Individuals diagnosed with progressive multiple sclerosis (MS) worry about how quickly the disease will progress. To wither this worry element, Mayo Clinic scientists have now brought in a unique tool that can foretell disability timeline for progressive multiple sclerosis (MS) patients. Since physicians will be able to better predict the onset of disability, they can accordingly counsel patients and offer answers in a time of uncertainty.
In this study, cerebrospinal fluid (CSF) test results from a sample of 281 progressive MS patients at Mayo Clinic from 2002 to 2007 have been examined. CSF test results apparently help doctors when the diagnosis is uncertain. While assaying CSF test results, experts laid hands on a probable association between a faster disability rate and abnormally high levels of two proteins.
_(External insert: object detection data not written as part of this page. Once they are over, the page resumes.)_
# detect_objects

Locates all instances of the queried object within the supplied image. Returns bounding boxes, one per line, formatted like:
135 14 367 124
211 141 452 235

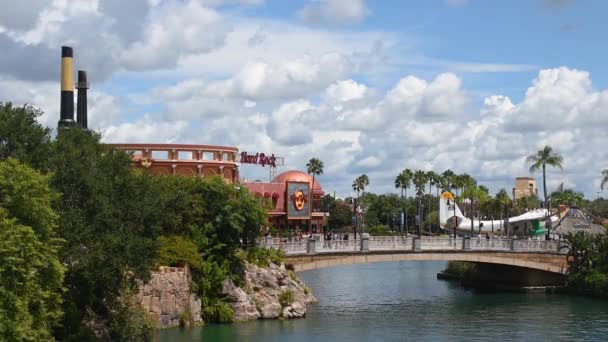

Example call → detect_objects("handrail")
260 236 565 255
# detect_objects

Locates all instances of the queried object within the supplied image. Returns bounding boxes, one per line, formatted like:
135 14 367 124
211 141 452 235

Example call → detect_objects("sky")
0 0 608 199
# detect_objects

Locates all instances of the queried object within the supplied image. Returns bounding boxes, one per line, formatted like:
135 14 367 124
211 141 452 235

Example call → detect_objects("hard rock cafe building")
111 144 328 233
242 170 328 233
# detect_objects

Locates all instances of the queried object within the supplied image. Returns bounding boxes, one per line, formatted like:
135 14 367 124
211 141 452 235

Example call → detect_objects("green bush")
179 311 192 327
443 261 477 279
279 290 296 307
369 225 399 236
201 302 234 323
157 236 201 270
110 288 156 342
585 271 608 290
240 247 285 267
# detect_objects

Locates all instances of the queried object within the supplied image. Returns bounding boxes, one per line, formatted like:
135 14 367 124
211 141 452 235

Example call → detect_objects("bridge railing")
324 240 360 252
261 236 565 254
369 236 413 250
513 240 559 252
471 238 511 251
420 237 462 250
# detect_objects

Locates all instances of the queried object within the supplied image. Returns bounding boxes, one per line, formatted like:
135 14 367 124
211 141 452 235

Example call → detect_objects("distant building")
513 177 538 200
241 170 329 233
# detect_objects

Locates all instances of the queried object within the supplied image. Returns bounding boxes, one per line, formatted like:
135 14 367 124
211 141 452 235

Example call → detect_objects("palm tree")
426 171 439 235
395 169 414 234
441 169 456 192
413 170 427 235
526 145 564 209
306 158 323 232
353 174 369 240
601 169 608 190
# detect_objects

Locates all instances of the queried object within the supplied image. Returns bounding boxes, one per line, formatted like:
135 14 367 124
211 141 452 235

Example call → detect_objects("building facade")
513 177 538 200
110 144 328 233
242 170 328 233
110 144 239 184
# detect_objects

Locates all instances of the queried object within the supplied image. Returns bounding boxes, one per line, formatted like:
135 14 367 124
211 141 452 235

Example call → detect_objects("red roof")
272 170 323 192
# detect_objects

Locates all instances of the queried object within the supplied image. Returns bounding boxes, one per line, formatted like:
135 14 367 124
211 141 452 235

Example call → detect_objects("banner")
285 182 312 220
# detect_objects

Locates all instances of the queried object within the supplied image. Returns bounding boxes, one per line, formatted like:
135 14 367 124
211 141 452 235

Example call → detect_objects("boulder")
260 301 281 319
283 302 306 318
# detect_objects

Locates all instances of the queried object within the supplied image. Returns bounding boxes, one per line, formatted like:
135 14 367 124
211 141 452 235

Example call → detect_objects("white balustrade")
260 236 563 254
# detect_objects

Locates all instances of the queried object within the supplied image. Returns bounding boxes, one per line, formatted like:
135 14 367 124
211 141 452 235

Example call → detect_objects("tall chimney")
76 70 89 129
58 46 75 128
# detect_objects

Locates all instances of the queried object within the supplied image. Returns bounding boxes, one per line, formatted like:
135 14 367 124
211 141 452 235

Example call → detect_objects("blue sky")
0 0 608 197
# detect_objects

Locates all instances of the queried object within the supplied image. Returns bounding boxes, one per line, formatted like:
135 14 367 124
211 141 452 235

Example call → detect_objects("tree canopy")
0 158 64 341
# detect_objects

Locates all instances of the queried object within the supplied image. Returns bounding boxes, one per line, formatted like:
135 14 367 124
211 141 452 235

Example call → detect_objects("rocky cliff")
223 263 317 321
136 266 202 328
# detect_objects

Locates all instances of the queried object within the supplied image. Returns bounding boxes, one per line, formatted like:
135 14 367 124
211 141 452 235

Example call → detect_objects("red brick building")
242 170 327 233
110 144 239 184
110 144 327 233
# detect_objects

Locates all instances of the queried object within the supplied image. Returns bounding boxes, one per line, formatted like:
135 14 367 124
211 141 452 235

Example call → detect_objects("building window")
125 150 143 158
203 152 215 160
177 151 194 160
152 151 169 160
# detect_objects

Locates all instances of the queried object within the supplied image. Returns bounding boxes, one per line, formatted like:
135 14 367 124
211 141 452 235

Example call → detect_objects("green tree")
551 189 585 208
328 200 352 229
395 169 414 232
306 158 323 232
0 102 51 170
352 174 369 239
412 170 427 236
49 129 158 340
526 145 564 208
0 158 64 341
441 169 455 192
426 171 440 231
600 169 608 190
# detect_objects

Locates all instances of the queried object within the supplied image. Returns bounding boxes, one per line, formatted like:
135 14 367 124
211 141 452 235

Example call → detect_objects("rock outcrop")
136 266 202 328
223 263 317 321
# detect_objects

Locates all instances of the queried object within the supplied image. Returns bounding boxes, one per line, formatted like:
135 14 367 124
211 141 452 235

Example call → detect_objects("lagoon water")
157 261 608 342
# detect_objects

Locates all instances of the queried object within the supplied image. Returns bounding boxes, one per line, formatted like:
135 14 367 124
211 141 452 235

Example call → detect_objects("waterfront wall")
136 266 202 328
223 263 317 321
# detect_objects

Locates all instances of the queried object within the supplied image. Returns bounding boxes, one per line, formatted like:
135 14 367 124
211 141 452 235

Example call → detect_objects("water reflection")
158 261 608 341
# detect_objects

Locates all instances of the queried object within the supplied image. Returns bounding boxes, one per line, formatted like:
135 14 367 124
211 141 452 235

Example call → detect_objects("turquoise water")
158 261 608 341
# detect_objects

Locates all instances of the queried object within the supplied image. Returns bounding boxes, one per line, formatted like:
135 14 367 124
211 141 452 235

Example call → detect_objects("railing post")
462 236 471 251
361 234 369 252
306 237 317 254
557 240 563 253
412 236 421 252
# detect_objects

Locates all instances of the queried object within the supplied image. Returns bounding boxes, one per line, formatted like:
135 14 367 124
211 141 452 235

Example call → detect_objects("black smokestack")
58 46 75 128
76 70 89 129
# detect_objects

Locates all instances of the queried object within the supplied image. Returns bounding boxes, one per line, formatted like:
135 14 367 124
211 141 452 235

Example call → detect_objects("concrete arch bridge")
263 236 568 286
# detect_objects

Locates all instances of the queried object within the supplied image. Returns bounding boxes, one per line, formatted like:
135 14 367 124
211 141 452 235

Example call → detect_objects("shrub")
369 225 398 236
110 289 156 342
279 290 296 307
179 311 192 327
157 236 201 270
444 261 477 279
241 247 285 267
201 302 234 323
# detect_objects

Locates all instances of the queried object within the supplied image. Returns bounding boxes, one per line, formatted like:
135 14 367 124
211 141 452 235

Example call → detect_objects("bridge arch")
286 251 568 274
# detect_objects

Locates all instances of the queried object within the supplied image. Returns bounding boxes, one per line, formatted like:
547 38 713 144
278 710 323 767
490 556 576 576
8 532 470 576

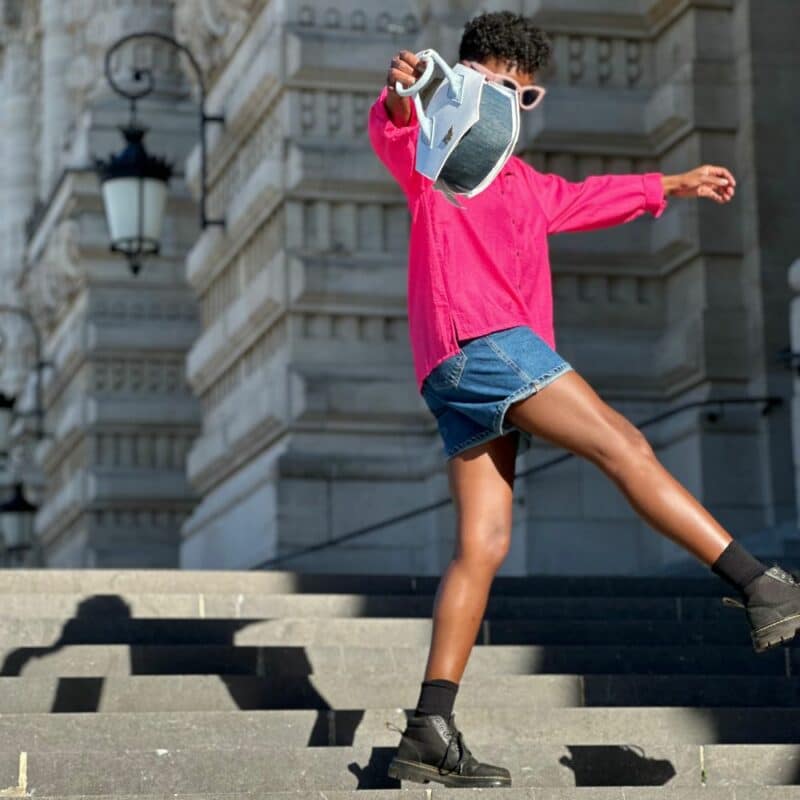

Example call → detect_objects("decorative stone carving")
174 0 261 80
24 219 83 330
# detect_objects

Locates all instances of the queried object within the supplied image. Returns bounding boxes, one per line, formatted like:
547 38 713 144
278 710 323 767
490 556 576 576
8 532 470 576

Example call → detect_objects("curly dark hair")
458 11 552 75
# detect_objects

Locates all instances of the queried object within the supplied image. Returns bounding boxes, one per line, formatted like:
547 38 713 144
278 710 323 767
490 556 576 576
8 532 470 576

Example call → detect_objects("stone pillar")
39 0 72 198
0 34 36 394
789 258 800 524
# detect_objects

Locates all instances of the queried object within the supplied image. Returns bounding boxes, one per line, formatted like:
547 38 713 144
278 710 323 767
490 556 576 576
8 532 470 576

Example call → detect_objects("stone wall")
0 0 800 574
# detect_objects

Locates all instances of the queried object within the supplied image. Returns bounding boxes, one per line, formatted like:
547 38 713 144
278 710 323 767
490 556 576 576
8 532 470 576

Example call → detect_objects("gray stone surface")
0 571 800 800
0 662 800 714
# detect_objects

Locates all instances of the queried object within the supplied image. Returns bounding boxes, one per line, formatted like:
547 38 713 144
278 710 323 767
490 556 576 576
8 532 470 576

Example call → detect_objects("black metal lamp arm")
105 31 225 228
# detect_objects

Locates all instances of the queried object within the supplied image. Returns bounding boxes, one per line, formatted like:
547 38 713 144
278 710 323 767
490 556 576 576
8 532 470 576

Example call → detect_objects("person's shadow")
0 594 364 747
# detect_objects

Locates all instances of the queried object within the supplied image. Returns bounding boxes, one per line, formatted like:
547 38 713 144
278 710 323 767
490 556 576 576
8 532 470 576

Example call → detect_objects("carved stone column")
0 30 36 394
39 0 72 197
789 258 800 523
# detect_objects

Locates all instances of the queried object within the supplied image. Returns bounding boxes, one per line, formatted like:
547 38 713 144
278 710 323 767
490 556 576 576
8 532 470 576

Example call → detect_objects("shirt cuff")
375 86 418 133
642 172 667 217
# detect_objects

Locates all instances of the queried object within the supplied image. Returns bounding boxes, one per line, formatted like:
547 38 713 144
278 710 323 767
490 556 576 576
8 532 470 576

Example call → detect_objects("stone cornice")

These proteins are known as oligoclonal band and immunoglobulin-G molecule.
“In this study, we found that in patients who developed the progressive form of MS that had preceding relapses, the presence of greater production of one of these molecules, immunoglobulin G, predicted a faster onset of disability,” added Orhun Kantarci, M.D., a Mayo Clinic neurologist and the study’s lead author.
The CSF results of those with the progressive form of MS and proceeding relapses allegedly revealed an increased protein. Such patients supposedly face a faster rate of disability. The study findings can seemingly help predict disability outcomes well in advance.
The study was presented at the American Academy of Neurology meeting in Honolulu, Hawaii.